The fallacy of this whole argument lies in the false assumption, that the external Israel was the true Church… The attributes, promises, prerogatives of the one, were not those of the other. [If this is true] we must admit that the true Church rejected and crucified Christ; for he was rejected by the external Israel, by the Sanhedrin… Paul avoids this fatal conclusion by denying that the external Church is, as such, the true Church, or that the promises made to the latter were made to the former.

It is to be remembered that there were two covenants made with Abraham. By the one, his natural descendants through Isaac were constituted a commonwealth, an external, visible community. By the other, his spiritual descendants were constituted a Church. The parties to the former covenant were God and the nation; to the other, God and his true people. The promises of the national covenant were national blessings; the promises of the spiritual covenant, (i.e. of the covenant of grace) were spiritual blessings, reconciliation, holiness, and eternal life. The conditions of the one covenant were circumcision and obedience to the law; the condition of the latter was, is, and ever has been, faith in the Messiah as the seed of the woman, the Son of God, and the Savior of the world. There cannot be a greater mistake than to confound the national covenant with the covenant of grace, and the commonwealth founded on the one with the Church founded on the other.
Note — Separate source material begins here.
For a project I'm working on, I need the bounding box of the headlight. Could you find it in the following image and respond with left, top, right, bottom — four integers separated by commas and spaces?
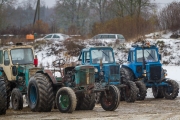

When Christ came “the commonwealth” was abolished, and there was nothing put in its place. The Church remained. There was no external covenant, nor promises of external blessings, on condition of external rites and subjection. There was a spiritual society with spiritual promises, on the condition of faith in Christ. In no part of the New Testament is any other condition of membership in the Church prescribed than that contained in the answer of Philip to the eunuch who desired baptism: “If thou believest with all thine heart, thou mayest. And he answered and said, I believe that Jesus Christ is the Son of God.” (Acts viii. 37)

So much for the unity of the covenants. And so much for paedobaptism founded upon circumcision.